HSR requires the parties to submit certain information and documents and then wait for approval before closing a transaction. The FTC and DOJ then have 30 days to determine if they will allow the merger to proceed or seek much more detail through a “second request” for information. The parties may also ask for “Early Termination” to shorten the 30-day waiting period, although for nearly two years the agencies have suspended this option.
The HSR Act notification requirements apply to transactions that satisfy the specified “size of transaction” and “size of person” thresholds. These thresholds adjust annually to reflect changes in the U.S. gross national product.
Three thresholds determine the applicability of HSR filing requirements.
First, one of the parties to the transaction must be in commerce in the United States or otherwise affect U.S. commerce.
Second, the acquiring party must be acquiring securities, non-corporate interest, or assets of the target in excess of $126.4 million––the “size of transaction” threshold. Entities need not file notifications when the value of the voting securities and assets is below this threshold.
Third, if the transaction exceeds $126.4 million but does not exceed $505.8 million–the “size of the parties” threshold–– then at least one party involved in the transaction must have annual net sales or total assets of at least $252.9 million, and the other party must have annual net sales or total assets of at least $25.3 million.
Transactions valued at more than $505.8 million are reportable regardless of the size of the parties, unless an HSR Act exemption applies.
The FTC’s notice also implemented a new filing fee structure from the new legislation.
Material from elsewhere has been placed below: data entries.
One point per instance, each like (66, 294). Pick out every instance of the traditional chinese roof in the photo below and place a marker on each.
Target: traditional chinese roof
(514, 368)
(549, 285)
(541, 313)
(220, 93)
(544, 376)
The new structure will be in place starting with filings made on or after February 10, 2025. Below are the new fee thresholds:
2025
Size of the Transaction Merger Fee
$126.4 million – $179.4 million $30,000
$179.4 million – $555.5 million $105,000
$555.5 million – $1.111 billion $265,000
$1.111 billion – $2.222 billion $425,000
$2.222 billion – $5.555 billion $850,000
$5.555 billion or more $2,390,000
As a result of the new legislation, those fees will also adjust annually, based on changes to the consumer price index.
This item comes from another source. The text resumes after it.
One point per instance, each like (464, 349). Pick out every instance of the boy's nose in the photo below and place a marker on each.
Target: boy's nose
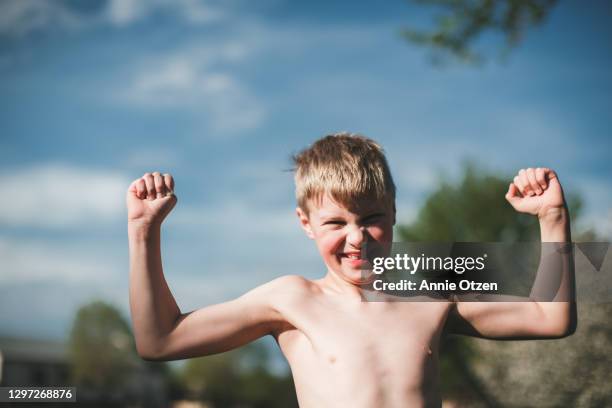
(356, 236)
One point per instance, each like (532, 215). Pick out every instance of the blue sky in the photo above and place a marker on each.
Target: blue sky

The FTC further published revised thresholds relating to Section 8 of the Clayton Act. Section 8 prohibits interlocking directorates in which one “person” serves simultaneously as an officer or director of competing corporations, subject to certain exceptions. Now, Section 8 of the Clayton Act applies when each of the competing corporations has capital, surplus, and undivided profits aggregating more than $51,380,000 and each corporation’s competitive sales are at least $5,138,000 again with certain exceptions.
The maximum civil penalty amount for violations of the HSR Act remains at $51,744 per day.
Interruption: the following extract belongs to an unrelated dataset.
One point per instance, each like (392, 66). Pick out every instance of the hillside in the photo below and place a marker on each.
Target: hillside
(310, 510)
Important changes to the HSR filing rules will also become effective after February 10, 2025, significantly expanding the amount of information required from the parties. But on Jan. 10, 2025, the U.S. Chamber of Commerce, together with other business groups, challenged the FTC’s proposed changes to the HSR filing rules under the Administrative Procedure Act. This lawsuit does not affect the entry into force of the new thresholds, but it remains to be seen to what extent the lawsuit will affect the new amendments to the HSR filing rules.